Projeto com jovens pelotenses valoriza saberes da pesca

Iniciativa coordenada pela Furg reúne 20 jovens das comunidades pesqueiras da Z3 e do Pontal da Barra. (Foto: Álvaro Guimarães/JTR)

Aconteceu no sábado (24), no Salão Paroquial da Z3, a aula inaugural do projeto Saberes da Pesca, que tem como objetivo valorizar os saberes tradicionais da pesca artesanal como ferramenta de produção de alimentos ambiental e socioambientalmente sustentáveis e saudáveis. A formação, coordenada pela Fundação Universidade do Rio Grande (FURG), reúne 20 jovens selecionados nas comunidades da Z3 e do Pontal da Barra.

O projeto foi estruturado em três frentes de atuação, sendo a primeira voltada para os jovens e buscando resgatar o interesse pela atividade da pesca artesanal entre as novas gerações, incentivando o reconhecimento das práticas e dos conhecimentos transmitidos de geração em geração.

“Hoje, muitos jovens das comunidades pesqueiras não querem mais permanecer na atividade. A ideia é que, com o projeto, eles passem a valorizar os saberes dos seus familiares e da comunidade”, comenta a professora Liandra Caldasso.

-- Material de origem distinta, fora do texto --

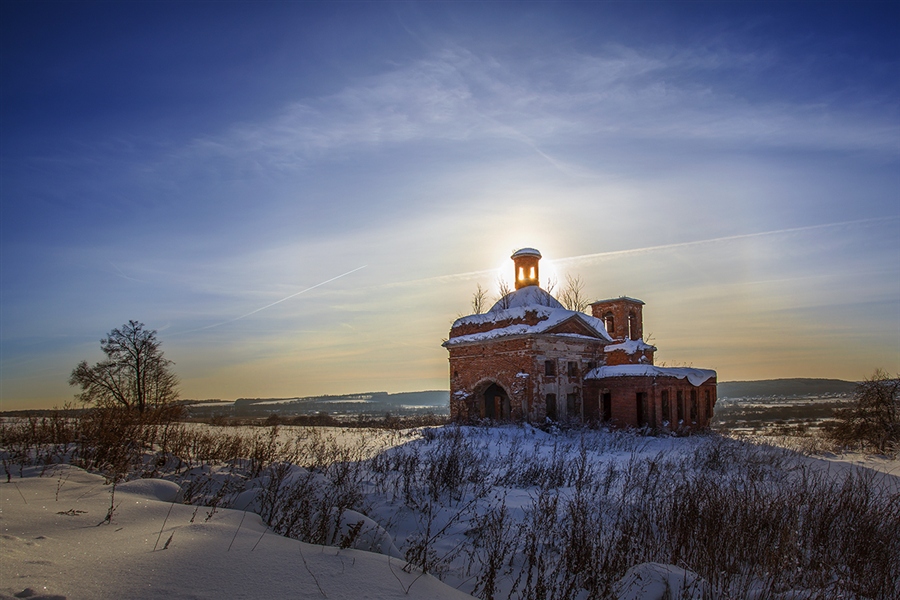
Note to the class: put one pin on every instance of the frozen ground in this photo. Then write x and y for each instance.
(56, 543)
(496, 512)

Os alunos, com idades variadas, foram selecionados por meio de edital público e participarão de um ciclo de formação de dez meses, com encontros quinzenais aos sábados. “O trabalho pretende desenvolver técnicas de formação e produção audiovisual, para que eles desenvolvam um olhar crítico sobre a realidade da pesca, identificando de que forma podem, no futuro, contribuir com a atividade, sem necessariamente estarem pescando”, explica o professor Éderson Silva, responsável pelas aulas.

“O trabalho pretende que desenvolvam um olhar crítico sobre a realidade”, diz Silva. (Foto: Álvaro Guimarães/JTR)

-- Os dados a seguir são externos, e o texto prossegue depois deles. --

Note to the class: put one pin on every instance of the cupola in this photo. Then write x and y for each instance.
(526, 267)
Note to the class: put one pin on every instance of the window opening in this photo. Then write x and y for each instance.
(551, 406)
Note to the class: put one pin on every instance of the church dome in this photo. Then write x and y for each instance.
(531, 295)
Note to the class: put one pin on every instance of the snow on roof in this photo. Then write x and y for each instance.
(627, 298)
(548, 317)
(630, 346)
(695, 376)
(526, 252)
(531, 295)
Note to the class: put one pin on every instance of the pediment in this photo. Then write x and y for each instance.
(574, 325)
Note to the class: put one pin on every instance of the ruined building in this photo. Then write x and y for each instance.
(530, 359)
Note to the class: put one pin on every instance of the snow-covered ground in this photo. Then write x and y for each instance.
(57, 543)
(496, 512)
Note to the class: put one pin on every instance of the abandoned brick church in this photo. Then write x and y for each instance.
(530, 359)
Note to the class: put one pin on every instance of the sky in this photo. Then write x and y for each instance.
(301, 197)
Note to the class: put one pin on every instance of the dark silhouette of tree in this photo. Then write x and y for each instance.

Para Wesley Teixeira Costa, 23 anos, filho de pescador, a iniciativa surge como uma oportunidade não apenas de conhecer mais sobre a atividade profissional que sustenta sua família, mas também de buscar alternativas para mudar a realidade à sua volta. “É aquela coisa de aprender para poder também ajudar no que for preciso. Viver da pesca é muito difícil hoje: às vezes pega alguma coisa, às vezes não. Tem que contar com a sorte. Toda safra é uma incerteza, então é um trabalho no qual só fica quem não tem outra opção”, comenta.

A segunda frente de atuação do projeto trabalha com as mulheres pescadoras, resgatando saberes da gastronomia e da manipulação do pescado, muitas vezes repassados informalmente ao longo das gerações. Já a terceira trata dos aspectos sanitários na manipulação do pescado, orientando as famílias para garantir a segurança alimentar e a qualidade dos produtos oferecidos.

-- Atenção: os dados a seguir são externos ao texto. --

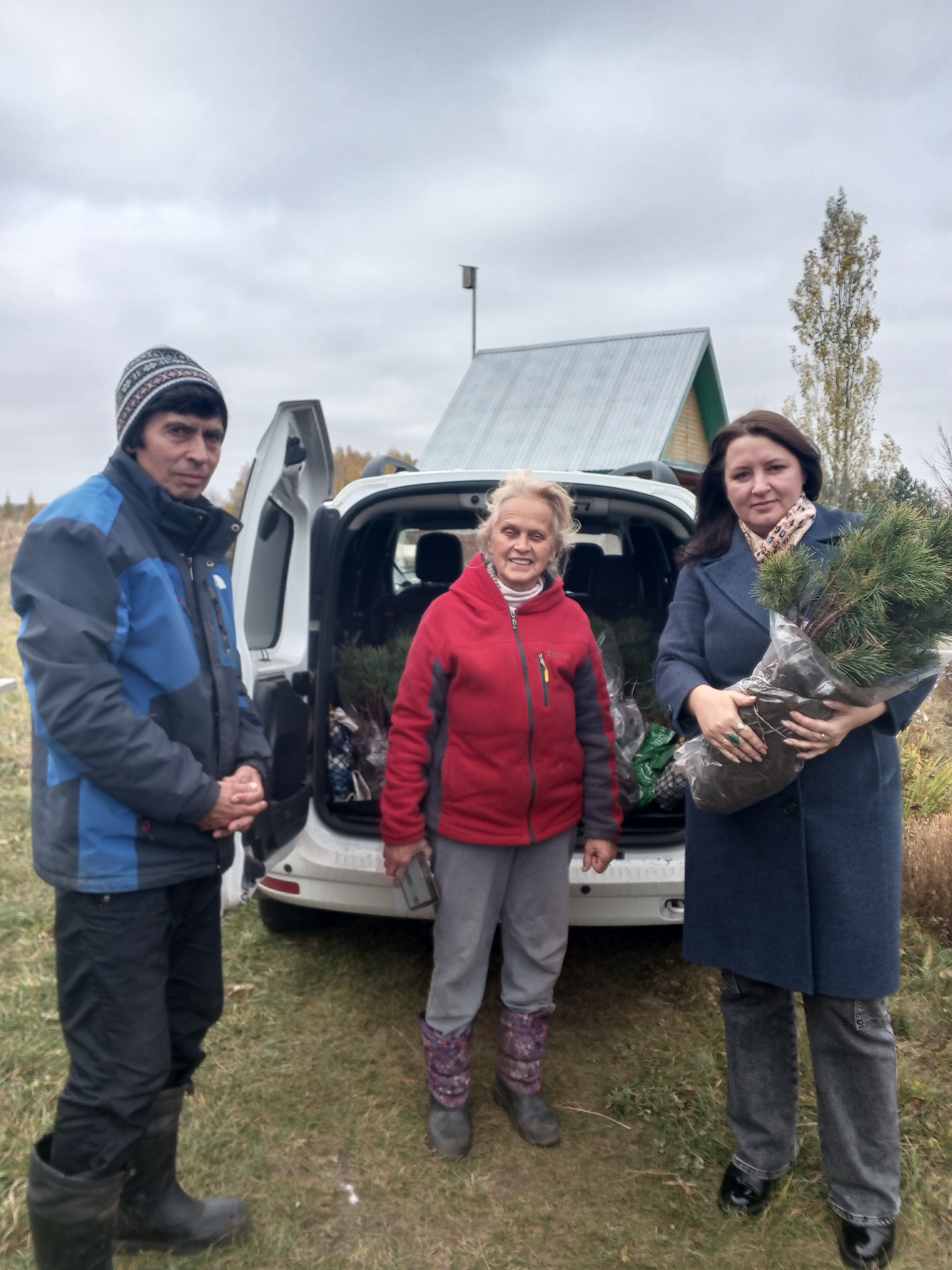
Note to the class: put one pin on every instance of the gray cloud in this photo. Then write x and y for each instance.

Apesar de ter começado com um número limitado de participantes — devido ao orçamento restrito —, a expectativa é ampliar o projeto para outras colônias e municípios da região. “O recurso é baixo, então ainda não conseguimos expandir, mas a ideia é levar essa iniciativa para outras comunidades pesqueiras no futuro”, afirma Liandra.